# ? for MN hunters



## MNgoosekiller (Aug 21, 2006)

I'm woundering if using salt and minerals to attract deer is illegal in MN, in the regs its says that scents, salts, and minerals are not considered bait, so is it legal? I know its kinda a dumb question but heck I thought I'd throw it out there...thanks


----------



## USSapper (Sep 26, 2005)

MNgoosekiller said:


> \, in the regs its says that scents, salts, and minerals are not considered bait, so is it legal?

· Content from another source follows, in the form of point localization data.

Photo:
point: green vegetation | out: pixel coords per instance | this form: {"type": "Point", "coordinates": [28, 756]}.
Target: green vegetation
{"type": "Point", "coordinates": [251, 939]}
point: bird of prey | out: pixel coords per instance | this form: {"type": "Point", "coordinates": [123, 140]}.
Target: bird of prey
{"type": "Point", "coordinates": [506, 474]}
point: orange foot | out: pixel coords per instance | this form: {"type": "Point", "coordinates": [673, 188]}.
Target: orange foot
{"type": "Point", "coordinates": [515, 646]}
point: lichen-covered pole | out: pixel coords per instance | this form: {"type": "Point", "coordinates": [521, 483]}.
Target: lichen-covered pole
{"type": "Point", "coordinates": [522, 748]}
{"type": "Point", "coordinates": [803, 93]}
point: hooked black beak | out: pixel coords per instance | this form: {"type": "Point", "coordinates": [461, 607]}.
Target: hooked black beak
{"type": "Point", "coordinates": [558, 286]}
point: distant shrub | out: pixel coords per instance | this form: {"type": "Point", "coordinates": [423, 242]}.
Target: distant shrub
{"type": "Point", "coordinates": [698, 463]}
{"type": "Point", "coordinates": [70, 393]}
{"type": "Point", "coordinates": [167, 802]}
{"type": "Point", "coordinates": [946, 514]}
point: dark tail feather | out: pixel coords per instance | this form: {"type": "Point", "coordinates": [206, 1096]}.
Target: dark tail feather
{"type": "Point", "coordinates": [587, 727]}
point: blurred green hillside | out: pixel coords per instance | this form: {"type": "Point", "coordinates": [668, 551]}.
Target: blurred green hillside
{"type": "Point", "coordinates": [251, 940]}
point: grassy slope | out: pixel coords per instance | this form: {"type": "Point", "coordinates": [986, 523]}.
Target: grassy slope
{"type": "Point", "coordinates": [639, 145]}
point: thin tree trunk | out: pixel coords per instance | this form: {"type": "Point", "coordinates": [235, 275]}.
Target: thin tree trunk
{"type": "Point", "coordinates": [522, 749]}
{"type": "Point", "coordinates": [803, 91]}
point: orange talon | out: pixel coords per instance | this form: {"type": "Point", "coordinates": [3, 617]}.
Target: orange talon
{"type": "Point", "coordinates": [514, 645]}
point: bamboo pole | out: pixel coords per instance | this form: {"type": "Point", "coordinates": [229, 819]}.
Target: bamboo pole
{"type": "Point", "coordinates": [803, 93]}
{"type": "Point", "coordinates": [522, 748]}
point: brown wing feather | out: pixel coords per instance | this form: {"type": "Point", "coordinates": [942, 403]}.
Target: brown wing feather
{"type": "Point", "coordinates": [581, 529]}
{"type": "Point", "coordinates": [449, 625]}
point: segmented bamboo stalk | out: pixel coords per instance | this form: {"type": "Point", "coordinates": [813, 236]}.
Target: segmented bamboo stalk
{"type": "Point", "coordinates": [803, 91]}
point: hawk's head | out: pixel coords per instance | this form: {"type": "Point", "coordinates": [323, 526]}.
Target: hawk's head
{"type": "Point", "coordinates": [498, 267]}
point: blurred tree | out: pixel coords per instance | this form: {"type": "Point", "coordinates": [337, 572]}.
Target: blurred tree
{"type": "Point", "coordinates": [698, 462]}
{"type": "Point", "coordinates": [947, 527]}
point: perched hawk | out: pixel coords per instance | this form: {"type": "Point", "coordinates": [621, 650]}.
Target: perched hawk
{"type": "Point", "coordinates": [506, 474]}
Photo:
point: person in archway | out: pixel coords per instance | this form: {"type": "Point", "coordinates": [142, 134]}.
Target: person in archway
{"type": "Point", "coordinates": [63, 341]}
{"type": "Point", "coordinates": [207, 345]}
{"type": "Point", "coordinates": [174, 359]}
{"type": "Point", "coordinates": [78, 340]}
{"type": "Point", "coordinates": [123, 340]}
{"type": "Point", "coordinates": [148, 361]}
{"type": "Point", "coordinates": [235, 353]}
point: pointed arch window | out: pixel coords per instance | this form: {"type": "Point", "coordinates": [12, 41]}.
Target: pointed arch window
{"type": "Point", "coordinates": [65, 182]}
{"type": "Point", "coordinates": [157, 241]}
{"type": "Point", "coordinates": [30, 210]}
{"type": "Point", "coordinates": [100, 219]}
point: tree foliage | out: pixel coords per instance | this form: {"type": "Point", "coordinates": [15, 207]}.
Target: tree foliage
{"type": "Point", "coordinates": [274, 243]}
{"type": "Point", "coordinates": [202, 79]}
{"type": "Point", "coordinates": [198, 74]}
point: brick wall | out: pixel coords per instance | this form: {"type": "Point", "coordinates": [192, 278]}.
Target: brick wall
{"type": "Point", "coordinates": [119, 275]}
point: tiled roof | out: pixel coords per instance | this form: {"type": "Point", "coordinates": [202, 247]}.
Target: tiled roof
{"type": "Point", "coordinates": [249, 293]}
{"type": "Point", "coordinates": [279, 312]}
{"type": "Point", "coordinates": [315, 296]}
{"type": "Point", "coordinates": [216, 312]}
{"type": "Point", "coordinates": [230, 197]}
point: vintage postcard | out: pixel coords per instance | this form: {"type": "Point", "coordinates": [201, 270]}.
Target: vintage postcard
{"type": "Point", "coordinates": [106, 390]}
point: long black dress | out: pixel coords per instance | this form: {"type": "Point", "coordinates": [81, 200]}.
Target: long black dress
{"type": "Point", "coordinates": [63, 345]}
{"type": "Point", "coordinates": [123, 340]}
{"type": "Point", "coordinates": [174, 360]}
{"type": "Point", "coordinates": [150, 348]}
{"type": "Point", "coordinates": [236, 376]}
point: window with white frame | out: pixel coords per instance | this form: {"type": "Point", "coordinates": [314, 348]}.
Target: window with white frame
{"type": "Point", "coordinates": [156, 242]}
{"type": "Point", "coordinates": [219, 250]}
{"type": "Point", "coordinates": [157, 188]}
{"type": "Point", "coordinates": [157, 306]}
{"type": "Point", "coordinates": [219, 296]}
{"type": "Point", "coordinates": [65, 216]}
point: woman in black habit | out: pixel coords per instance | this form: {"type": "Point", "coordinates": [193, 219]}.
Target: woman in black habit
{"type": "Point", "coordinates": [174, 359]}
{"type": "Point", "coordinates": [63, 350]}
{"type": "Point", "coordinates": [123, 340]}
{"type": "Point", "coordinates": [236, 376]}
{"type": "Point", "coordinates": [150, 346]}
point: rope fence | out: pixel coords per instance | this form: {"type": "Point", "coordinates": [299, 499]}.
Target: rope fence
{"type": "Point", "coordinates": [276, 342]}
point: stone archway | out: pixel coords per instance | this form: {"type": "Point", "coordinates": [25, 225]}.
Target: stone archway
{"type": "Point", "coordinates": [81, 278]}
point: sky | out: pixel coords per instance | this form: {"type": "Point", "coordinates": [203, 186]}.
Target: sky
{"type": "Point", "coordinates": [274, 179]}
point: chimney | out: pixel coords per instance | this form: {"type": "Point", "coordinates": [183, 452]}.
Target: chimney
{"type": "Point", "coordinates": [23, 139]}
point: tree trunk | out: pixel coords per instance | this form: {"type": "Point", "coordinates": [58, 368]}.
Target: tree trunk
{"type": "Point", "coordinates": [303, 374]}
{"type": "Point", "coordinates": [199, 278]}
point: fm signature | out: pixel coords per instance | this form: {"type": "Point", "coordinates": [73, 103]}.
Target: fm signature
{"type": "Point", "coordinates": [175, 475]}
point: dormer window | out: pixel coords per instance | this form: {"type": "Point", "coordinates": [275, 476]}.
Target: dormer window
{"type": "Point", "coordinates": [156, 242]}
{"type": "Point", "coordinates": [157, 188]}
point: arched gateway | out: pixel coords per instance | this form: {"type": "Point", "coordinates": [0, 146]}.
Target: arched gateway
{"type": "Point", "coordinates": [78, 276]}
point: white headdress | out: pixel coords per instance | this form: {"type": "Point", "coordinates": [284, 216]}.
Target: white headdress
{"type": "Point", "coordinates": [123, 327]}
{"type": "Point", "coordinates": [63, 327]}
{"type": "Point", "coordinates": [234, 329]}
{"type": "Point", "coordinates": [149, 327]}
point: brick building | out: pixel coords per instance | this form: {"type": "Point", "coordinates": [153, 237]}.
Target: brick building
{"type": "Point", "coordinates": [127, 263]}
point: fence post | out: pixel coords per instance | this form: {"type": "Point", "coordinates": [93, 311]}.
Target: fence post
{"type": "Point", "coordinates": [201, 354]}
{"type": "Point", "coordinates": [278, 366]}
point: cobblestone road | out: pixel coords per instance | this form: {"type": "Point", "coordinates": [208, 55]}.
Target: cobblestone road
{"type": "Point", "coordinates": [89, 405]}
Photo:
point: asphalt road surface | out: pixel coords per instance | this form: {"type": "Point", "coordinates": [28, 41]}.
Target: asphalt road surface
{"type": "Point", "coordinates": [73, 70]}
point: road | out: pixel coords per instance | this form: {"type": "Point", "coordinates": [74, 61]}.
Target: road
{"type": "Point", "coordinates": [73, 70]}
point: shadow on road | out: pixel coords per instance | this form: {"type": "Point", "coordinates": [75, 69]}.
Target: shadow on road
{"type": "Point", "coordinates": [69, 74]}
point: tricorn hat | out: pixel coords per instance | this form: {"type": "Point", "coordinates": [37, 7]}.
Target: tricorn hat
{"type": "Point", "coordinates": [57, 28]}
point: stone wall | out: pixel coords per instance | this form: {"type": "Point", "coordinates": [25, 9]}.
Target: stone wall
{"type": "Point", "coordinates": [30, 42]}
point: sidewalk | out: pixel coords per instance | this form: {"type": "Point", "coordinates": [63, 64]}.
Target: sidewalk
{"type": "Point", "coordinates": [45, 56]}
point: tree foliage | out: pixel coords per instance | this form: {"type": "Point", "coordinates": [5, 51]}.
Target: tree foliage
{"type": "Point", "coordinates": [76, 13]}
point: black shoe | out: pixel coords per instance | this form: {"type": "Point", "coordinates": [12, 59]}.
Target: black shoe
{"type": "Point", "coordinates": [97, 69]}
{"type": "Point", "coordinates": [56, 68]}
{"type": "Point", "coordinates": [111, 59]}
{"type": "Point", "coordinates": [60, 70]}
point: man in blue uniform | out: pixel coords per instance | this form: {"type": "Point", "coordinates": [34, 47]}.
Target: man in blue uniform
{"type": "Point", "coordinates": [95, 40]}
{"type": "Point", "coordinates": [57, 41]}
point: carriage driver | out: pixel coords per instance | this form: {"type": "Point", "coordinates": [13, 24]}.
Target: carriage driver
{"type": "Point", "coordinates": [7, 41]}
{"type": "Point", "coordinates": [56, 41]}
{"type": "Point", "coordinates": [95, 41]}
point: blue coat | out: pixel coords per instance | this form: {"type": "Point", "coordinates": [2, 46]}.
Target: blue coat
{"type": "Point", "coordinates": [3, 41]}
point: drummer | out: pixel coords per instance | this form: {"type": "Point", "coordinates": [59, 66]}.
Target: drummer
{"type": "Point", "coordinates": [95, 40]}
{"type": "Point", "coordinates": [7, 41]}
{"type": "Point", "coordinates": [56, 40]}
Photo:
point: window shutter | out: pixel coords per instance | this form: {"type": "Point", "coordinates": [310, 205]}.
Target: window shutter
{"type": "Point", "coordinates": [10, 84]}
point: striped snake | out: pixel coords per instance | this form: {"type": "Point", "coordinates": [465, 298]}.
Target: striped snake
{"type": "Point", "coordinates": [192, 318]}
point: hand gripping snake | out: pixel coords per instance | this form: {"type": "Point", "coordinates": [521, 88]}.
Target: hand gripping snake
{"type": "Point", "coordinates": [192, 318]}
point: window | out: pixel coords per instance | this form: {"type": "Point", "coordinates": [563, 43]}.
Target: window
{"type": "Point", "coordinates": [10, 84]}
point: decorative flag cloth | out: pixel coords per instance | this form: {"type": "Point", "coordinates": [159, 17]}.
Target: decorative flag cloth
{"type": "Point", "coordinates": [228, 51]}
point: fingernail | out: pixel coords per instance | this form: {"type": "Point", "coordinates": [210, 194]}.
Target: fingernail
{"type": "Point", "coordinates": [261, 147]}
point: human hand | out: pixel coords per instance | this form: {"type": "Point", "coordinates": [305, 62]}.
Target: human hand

I think there is your answer :lol:


----------



## Northshorebull (Oct 11, 2006)

Deer cane Mineral blocks 10 ft. from your tree works for me.


----------



## MNgoosekiller (Aug 21, 2006)

thanks lindberg :lol: yeah, I guess my next question is how successful are salts/minerals? How effective are they? Can they pull in some pretty big deer? Thanks for the responses so far!


----------



## USSapper (Sep 26, 2005)

MNgoosekiller said:


> thanks lindberg :lol: yeah, I guess my next question is how successful are salts/minerals? How effective are they? Can they pull in some pretty big deer? Thanks for the responses so far!


Thats not in t he proclamation???? :lol:


----------



## shae1986 (Sep 28, 2006)

I only used them a few years ago and they did nothing for me so i dont even use them. I just find natural funnels to food sorces and works fine.


----------